Sebagian mata uang Asia mengalami pelamahan pada perdagangan di pasar spot Selasa (12/12) ini. Rupee India melemah paling besar yaitu 0,95%. Pelemahan tersebut juga seiring dengan sentimen negatif dari domestik menyusulnya mundurnya Gubernur bank sentral India. Pelemahan besar selanjutnya dialami rupiah 0,61%, won Korea Selatan 0,26%, ringgit Malaysia 0,23%, dan peso Filipina 0,11%.
Berbanding terbalik, yuan Tiongkok berhasil menguat 0,2%, yen Jepang dan baht Thailand tercatat menguat masing-masing 0,19%. Begitu juga dolar Singapura, dolar Hong Kong, dan dolar Taiwan, meskipun penguatannya tipis kurang dari 0,1%.
(Baca juga: Ketidakpastian Meningkat di Desember, Aliran Deras Dana Asing Terhenti)
Pelemahan sebagian nilai tukar mata uang Asia ini seiring dengan masih kuatnya indeks dolar AS. Indeks DXY kembali melonjak ke level 97 sejak Senin (11/12). Dolar AS menguat di tengah meningkatnya kembali ketidakpastian global, utamanya terkait perang dagang AS-Tiongkok hingga kebijakan bunga acuan AS. Bank sentral AS, The Federal Reserve (The Fed), akan mengumumkan kebijakan bunganya pada 19 Desember mendatang.
Sebelumnya, Deputi Gubernur Senior BI Mirza Adityaswara menyebut pelemahan nilai tukar rupiah dan rupee cukup besar lantaran terdapat masalah defisit transaksi berjalan di kedua negara. Defisit transaksi berjalan menunjukkan bahwa pasokan valuta asing (valas) dari ekspor tidak mampu menutup kebutuhan valas untuk impor.
"Karena sebagai negara ekspor impor defisit atau transaksi berjalan defisit, memang pasar itu bereaksi lebih banyak karena untuk negara defisit," kata dia, pekan lalu.
(Baca juga: Besarnya Ketergantungan pada Hot Money Buat Rupiah Mudah Bergejolak)

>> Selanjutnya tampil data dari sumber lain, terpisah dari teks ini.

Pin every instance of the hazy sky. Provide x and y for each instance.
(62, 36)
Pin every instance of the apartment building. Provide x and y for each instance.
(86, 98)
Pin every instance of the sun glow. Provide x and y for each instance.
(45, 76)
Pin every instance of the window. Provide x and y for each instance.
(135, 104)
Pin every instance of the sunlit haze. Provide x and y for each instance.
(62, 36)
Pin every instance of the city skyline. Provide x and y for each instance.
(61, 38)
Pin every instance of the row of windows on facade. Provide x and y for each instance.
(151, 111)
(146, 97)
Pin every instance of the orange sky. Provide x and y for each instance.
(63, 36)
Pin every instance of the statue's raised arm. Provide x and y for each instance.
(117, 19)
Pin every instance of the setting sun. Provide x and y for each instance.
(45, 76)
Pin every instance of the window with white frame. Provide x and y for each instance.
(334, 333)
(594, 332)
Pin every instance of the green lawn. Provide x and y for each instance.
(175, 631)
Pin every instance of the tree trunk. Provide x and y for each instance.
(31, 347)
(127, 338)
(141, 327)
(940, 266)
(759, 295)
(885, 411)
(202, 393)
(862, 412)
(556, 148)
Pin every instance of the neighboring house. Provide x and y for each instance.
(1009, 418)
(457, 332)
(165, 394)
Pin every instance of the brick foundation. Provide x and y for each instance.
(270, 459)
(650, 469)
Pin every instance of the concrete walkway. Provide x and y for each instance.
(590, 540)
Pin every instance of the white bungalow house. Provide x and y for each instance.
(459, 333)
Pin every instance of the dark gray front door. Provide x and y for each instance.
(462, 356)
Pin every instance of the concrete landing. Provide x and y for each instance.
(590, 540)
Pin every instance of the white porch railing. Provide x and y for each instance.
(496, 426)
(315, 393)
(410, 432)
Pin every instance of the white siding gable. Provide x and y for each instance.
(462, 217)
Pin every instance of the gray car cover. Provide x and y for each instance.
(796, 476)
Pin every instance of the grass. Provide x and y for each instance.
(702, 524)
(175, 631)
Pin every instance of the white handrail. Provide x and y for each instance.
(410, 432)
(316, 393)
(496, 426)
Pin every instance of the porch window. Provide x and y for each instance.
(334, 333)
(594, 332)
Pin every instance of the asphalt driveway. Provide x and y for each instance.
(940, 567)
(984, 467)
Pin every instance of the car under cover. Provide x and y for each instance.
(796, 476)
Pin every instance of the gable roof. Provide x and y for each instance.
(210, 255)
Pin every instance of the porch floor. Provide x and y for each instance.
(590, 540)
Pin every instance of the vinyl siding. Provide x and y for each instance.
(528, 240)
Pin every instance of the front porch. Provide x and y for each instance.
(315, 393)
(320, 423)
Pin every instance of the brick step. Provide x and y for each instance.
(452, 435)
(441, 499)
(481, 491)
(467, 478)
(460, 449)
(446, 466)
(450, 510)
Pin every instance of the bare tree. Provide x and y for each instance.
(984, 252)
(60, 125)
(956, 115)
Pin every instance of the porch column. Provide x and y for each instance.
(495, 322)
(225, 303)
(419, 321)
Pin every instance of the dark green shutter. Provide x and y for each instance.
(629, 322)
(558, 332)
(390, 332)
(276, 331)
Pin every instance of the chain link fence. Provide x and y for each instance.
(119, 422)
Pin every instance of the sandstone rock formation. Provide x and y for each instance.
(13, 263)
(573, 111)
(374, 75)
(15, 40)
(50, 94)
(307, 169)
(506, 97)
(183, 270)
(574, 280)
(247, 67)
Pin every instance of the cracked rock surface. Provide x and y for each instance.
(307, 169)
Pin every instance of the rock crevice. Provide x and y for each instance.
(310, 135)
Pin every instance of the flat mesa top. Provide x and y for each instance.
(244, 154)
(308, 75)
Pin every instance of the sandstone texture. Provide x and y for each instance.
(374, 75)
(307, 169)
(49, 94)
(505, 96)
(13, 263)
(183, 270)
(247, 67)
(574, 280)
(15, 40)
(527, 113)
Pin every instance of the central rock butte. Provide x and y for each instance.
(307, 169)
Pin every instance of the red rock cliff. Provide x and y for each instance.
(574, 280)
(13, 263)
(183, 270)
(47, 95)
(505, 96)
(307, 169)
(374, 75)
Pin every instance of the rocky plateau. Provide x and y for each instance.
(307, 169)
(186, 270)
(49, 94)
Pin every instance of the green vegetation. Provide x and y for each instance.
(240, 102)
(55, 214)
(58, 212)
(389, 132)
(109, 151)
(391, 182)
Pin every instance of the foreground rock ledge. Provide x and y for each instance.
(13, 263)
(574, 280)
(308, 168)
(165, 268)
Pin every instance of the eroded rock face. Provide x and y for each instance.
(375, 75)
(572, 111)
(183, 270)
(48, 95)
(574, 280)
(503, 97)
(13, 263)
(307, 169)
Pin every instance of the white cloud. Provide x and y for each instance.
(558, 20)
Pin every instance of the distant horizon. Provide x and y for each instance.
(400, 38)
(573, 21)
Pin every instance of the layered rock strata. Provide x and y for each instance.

Maka itu, ia menekankan pentingnya untuk tidak terlena dengan penguatan nilai tukar rupiah yang terjadi sebelumnya. BI pun tetap waspada dan terus mendorong upaya untuk menggenjot ekspor dan pariwisata, serta menekan impor yang tidak diperlukan untuk perbaikan defisit transaksi berjalan.